I want to make it right! It does
appear that this item has an error in pricing and we have notified our web
pricing team to correct it. The sale price listed on the item page is part of a
promotion that has now ended. The price in the cart is the correct price.
The feedback that you have provided
today will be taken into consideration as we continue to enhance our services to
meet the needs of our customers going forward.
You have been an excellent customer
to us and hope this experience does not deter your shopping interests from
sears.com. I appreciate you for your understanding and patience.
Sincerely,
Alex A. (jambro3)
Sears Customer Care webcenter@customerservice.sears.com
1-800-366-3028
Have you ever heard such a bunch of crap? They admit there is a pricing error but then tell me the price in the cart is correct? WTF? And "he wants to make it right"?
I wrote them back telling them they didn't understand the problem so here's their next idiotic response:
Dear,
Thank you for contacting sears.com.
Please accept our apologies for the inconvenience that you are experiencing with
the price of the item. Let me see what best I can do to get this
resolved.
I have checked our available
resources and I see that the current price of the item is $999.99. As we are
unable to honor the sale price, you are valuable customer and we do value your
time and business with us. We encourage you to place a new order for the item
and reply to this email with your new order confirmation number, and we will
gladly issue 10% refund for the item value. Please click here to place an order. We always want our
customers to be happy.
I have found a similar item, please
click here to view it. This Dishwasher is one of the
top seller on our site.
Sincerely,
Elizabeth G. (nganapa)
Sears Customer Care webcenter@customerservice.sears.com
1-800-366-3028
These people are morons. The last time they promised to credit me anything it took a month and an act of congress to get it as they immediately develop amnesia and can't read nor remember who might have sent an e-mail offering a discount. No way would I believe this offshore call center person.

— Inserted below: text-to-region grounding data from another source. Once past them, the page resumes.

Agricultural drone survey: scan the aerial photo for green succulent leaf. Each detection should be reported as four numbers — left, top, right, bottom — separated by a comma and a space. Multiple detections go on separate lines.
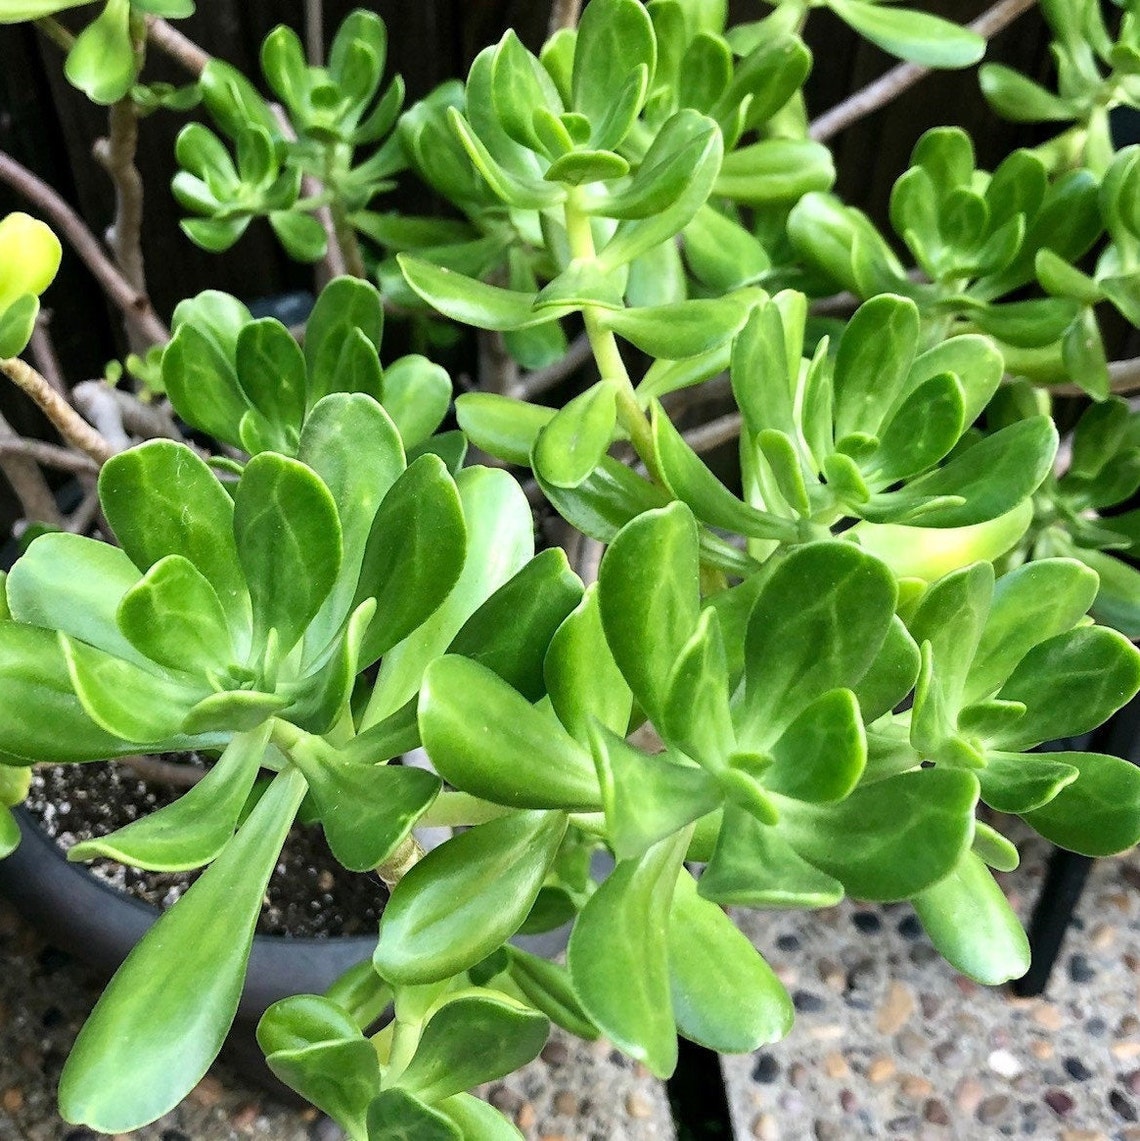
532, 381, 618, 489
775, 768, 980, 901
668, 870, 793, 1052
234, 452, 342, 657
568, 830, 688, 1078
419, 656, 600, 810
598, 503, 700, 723
367, 467, 533, 723
828, 0, 984, 67
699, 804, 844, 909
64, 0, 135, 104
366, 1090, 460, 1140
58, 768, 306, 1133
911, 851, 1030, 985
304, 277, 385, 408
355, 455, 466, 665
393, 995, 550, 1103
591, 723, 721, 860
1021, 750, 1140, 857
598, 293, 756, 360
737, 542, 897, 747
455, 393, 556, 467
571, 0, 656, 136
544, 584, 632, 740
712, 138, 835, 204
764, 688, 866, 804
259, 996, 379, 1136
374, 810, 567, 984
976, 752, 1079, 814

Then Sears home office gets involved, after I have already ordered a new dishwasher from the Big Box store. They want to honor the original price less 15% . No thanks. I let them know I am so done with Sears they could stick a fork in me. No more tools, no more appliances, no more At Home Services, not a damn thing from them or their affiliates. This was the final nail in the Sears coffin for me. And they can't understand why their profits are so bad. I can tell you. Using offshore call centers to handle their business. A bunch of assholes who keep saying they want to make the customer happy but just piss them off. And who keep their jobs by working for pennies on the dollar while taking work away from Americans here in the US who might actually be able to understand the problem without reading from a script board.
5 Brands Most Likely To Be Gone By 2015 FORBES CMO NETWORK
Prophet recently conducted a spot survey of some 5,000 U.S. consumers to see which brands they’d put on the deathwatch for anytime between now and 2015.
Anyone who even skims the news headlines will find their rankings no big surprise: Eastman Kodak topped the list with 27 percent of the group, with Netflix and the U.S. Post Office coming in with 19 percent and 18 percent of the vote. RIM (Blackberry) came as fourth most likely to fail (14 percent), and Sears came in fifth (11 percent).